After I told my daughter how babies were made, she put her hand on my shoulder, paused and said, "That was way too much information!"

Sophia

This is a great conversation! and I am a HUGE fan.
anyway, my 3.5 y/o got the medical terminology from her medical mom because her sister was on the way. Though we only said
your sister is growing in mom's uterus. so, I guess we did the "only answer what is asked and provide as little as you can get away with?"

and at like 3rd or 4th grade, bring out the book "the care and keeping of you" (per the previous post).

go Atheists! so few of us visible in this world.

New Baby Care

I took my son fishing and had him trapped in a boat out in the middle of the lake. That's when we had "the talk". He reminds me of it everytime we go fishing now. That was 15+ years ago now...LOL!

Great Post!

Baby Care Ideas

I hate those questions, too. I think they will have plenty of time to make up their own minds.

White Tail Deer Hunting

I love the comic strip. It is perfect.

New Baby Care

I think that you should keep Santa Clause out of it, too.

Family Tree Charts

There is no easy way to talk about this. You have to do it a little at a time. Their little brains can not understand it any ways.

Travel Mobility Scooters

God will open her eyes when he feel like she is ready. No matter what people tell her.

Mobility Scooters

No matter what we say, children will always make up their own minds.

LJP Scooters

I love the way a childs mind works and how an adult has to come up with the answers.

Electric Mobility Scooters

Kids say the strangest things or is it the other way around? I love the way little children think.

John

I've had the talk 3 or 4 times with increasing levels of..."directness".

They're 14 and 17 now and there's been a few tense moments. One son wanted to do a sleep over when I was a 7 hour flight away. But they've made good decisions so far.

There's a box of latex protection in the bath room cupboard in case they need it. So far they tell me they're not ready.

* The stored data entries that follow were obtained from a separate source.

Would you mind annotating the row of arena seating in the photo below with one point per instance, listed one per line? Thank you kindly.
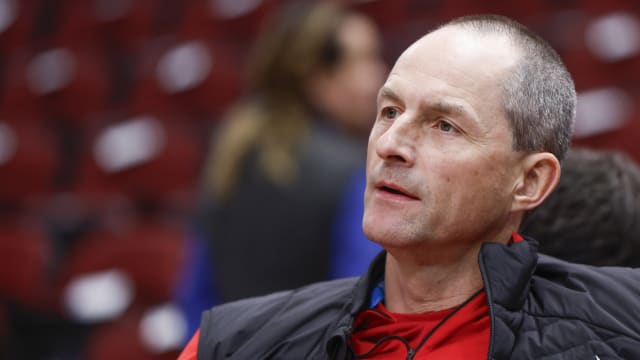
(106, 112)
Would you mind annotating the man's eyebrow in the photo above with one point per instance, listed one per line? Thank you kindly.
(449, 108)
(387, 93)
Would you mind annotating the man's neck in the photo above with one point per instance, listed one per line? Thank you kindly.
(418, 287)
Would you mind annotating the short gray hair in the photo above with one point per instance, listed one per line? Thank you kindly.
(539, 97)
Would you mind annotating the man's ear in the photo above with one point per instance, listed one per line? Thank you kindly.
(539, 177)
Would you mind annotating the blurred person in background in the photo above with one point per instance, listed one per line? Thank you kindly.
(593, 216)
(279, 165)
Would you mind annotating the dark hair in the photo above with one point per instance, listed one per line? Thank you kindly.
(593, 216)
(298, 41)
(539, 97)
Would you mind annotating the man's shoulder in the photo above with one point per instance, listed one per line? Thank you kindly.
(604, 297)
(316, 294)
(260, 322)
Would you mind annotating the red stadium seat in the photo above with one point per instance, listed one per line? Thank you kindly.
(24, 255)
(16, 24)
(28, 158)
(201, 78)
(145, 157)
(149, 254)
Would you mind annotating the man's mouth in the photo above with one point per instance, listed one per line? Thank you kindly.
(396, 190)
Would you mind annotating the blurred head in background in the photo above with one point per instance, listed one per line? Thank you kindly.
(593, 216)
(315, 63)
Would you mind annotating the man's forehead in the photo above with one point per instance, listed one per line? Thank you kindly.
(464, 42)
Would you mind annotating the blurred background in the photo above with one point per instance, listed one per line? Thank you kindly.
(108, 109)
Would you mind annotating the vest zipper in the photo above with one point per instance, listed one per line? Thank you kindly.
(487, 289)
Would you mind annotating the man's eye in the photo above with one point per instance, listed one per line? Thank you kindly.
(445, 126)
(389, 113)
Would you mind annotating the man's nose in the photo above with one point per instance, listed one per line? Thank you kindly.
(397, 143)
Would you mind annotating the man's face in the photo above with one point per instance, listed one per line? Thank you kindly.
(440, 162)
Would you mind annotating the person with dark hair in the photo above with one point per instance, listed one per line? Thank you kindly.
(279, 163)
(471, 126)
(593, 216)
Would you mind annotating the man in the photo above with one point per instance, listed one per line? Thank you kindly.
(472, 123)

It's hard raising them on your own.

Corner Bathroom Sink

"The Talk", wow that was a long time ago for me. My wife talked to the girls and I handled our son. You really learn how little you know when you try to have "The Talk". I felt Stupid and I am pretty sure I fumbled with it. But, I tried.

Good Post!

Corner Bathroom Sinks

I love the drawing. Very Funny! Funny thing is that's how it works for most people. You quickly go from being "Dude" to being "Dad" in what seems like the blink of an eye. But, it is GREAT!

Pam

He gave her a pretty good answer. Everyone has to make up their own minds. I believe in God, but all I am going on is faith.